I’ll be taking a look at all of my favorite summer whites, new and old, but will make sure to hit on some of the most popular wines a few times — and lately, New Zealand Sauvignon Blanc has been about as popular as things get.
I put together a small set of wines featuring a trio of New Zealand Sauvignon Blancs and pitted them against a sampling of other New World Sauv Blancs, one costing twice the price. How did the New Zealand wines stack up?
Sauvignon Blanc has had a long, if sometimes tumultuous, relationship with the American consumer. First there was white Bordeaux: that sometimes-crisp alternative to white Burgundy. Slowly there was a growing awareness that wines coming from someplace called the Loire Valley with names like Sancerre and Pouilly-Fume were delicious summer wines, and they were made from a grape called Sauvignon Blanc, as opposed to the blends that were simply referred to as white Bordeaux.
In due time people like Robert Mondavi worked to popularize the barrel-aged, lightly smoky style of wine that emulated the wines of Sancerre to a certain extent, with one decisive difference. California is no Loire valley. The differing climates simply produced different fruit and much of what came out of New World vineyards showed a ripeness and softness, that the wines of the Loire thankfully lacked. Instead of being a true alternative to wines like Chardonnay, Sauvignon Blanc was increasingly pushed to resemble, at least texturally, these most popular wines in America.
There were outliers of course. Producers who established vineyards in cooler regions and worked to craft something elegant, fresh and bright; but the wines generally were more boring than not. And then it happened. New Zealand exploded on the scene with snappy, vibrantly bright wines that poured forth aromas of pineapple, cut grass, green chilies and the always fun to saw gooseberries, asparagus and cat pee!
Not only were the wines fun (and let’s admit it, the first time we tried one we all went “Wow”), but they were fun to talk about. The offhanded nature of the New Zealanders who made and promoted these wines somehow made its way into the bottles, and out went the vinous lexicon. Quite simply, they were the right wines at the right time.
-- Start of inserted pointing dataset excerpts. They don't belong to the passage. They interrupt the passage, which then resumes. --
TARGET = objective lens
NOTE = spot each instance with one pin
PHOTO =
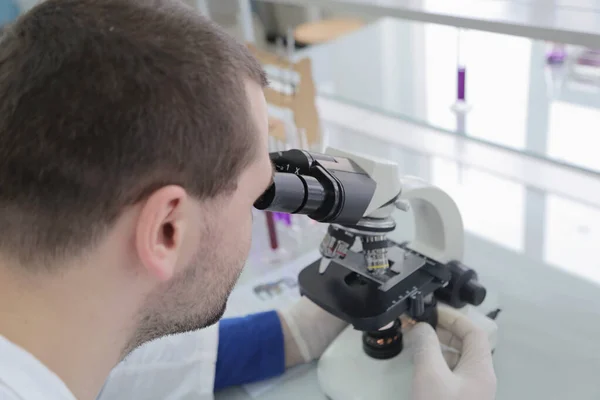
(291, 193)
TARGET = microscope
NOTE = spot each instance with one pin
(364, 277)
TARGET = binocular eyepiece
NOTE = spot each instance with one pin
(325, 188)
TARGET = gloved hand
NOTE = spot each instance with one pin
(307, 331)
(445, 376)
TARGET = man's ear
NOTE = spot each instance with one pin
(160, 231)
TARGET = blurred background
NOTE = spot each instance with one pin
(495, 101)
Predictably, vineyard planting in New Zealand and in particular the prime Marlborough vineyards that provide most of this magic, exploded. Not only did supply quickly exceed demand, but vines were planted on sites that were less than ideal, which may not have any impact on these wines, but maybe there was something there. Something that not only saw the prices for most of these wines drop, but also — and counterintuitively — saw demand fall away at the same time.
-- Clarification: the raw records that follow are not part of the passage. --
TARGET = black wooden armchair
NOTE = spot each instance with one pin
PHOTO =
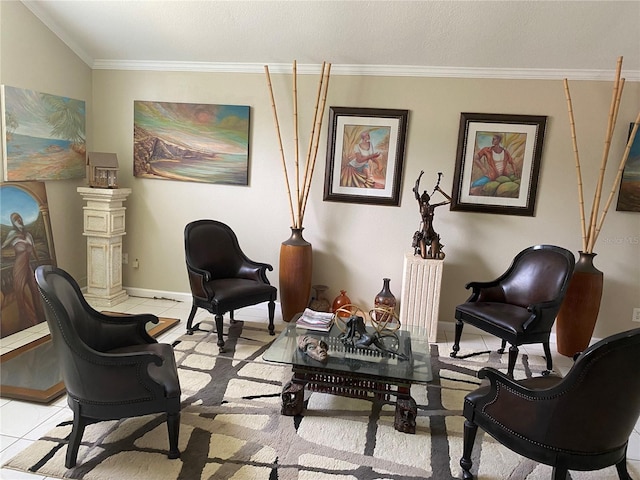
(111, 367)
(221, 277)
(580, 422)
(521, 305)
To be sure, the lesson of New Zealand Sauvignon Blanc was well absorbed the world round. A nd these last few years (lets call it a decade) have seen wineries the world round clean up their acts and join the ranks of world-class producers. So what happened to New Zealand’s Sauvignon Blanc? There’s only one way to find out: taste a few and pit them again some stiff competition!
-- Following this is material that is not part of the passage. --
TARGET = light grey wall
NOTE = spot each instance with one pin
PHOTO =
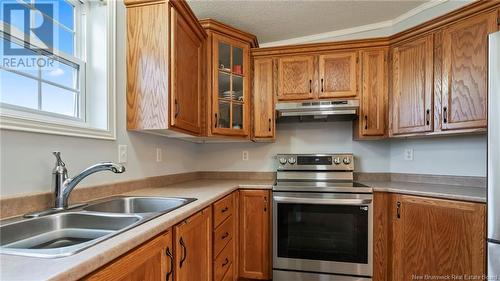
(26, 160)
The truth is, great Sauvignon Blanc is made in every major wine-growing region and which one is best can only be determined by each individual. Do you prefer the cut and aromatics of a green Kiwi version, or the citrus and mineral of Sancerre? Then of course there’s the rounder, riper versions from Northern Italy, all types from California, South Africa, Australia and of course they make this little white wine over in France called white Bordeaux. I’ve heard it’s not bad. Thinking I need to get me some of that.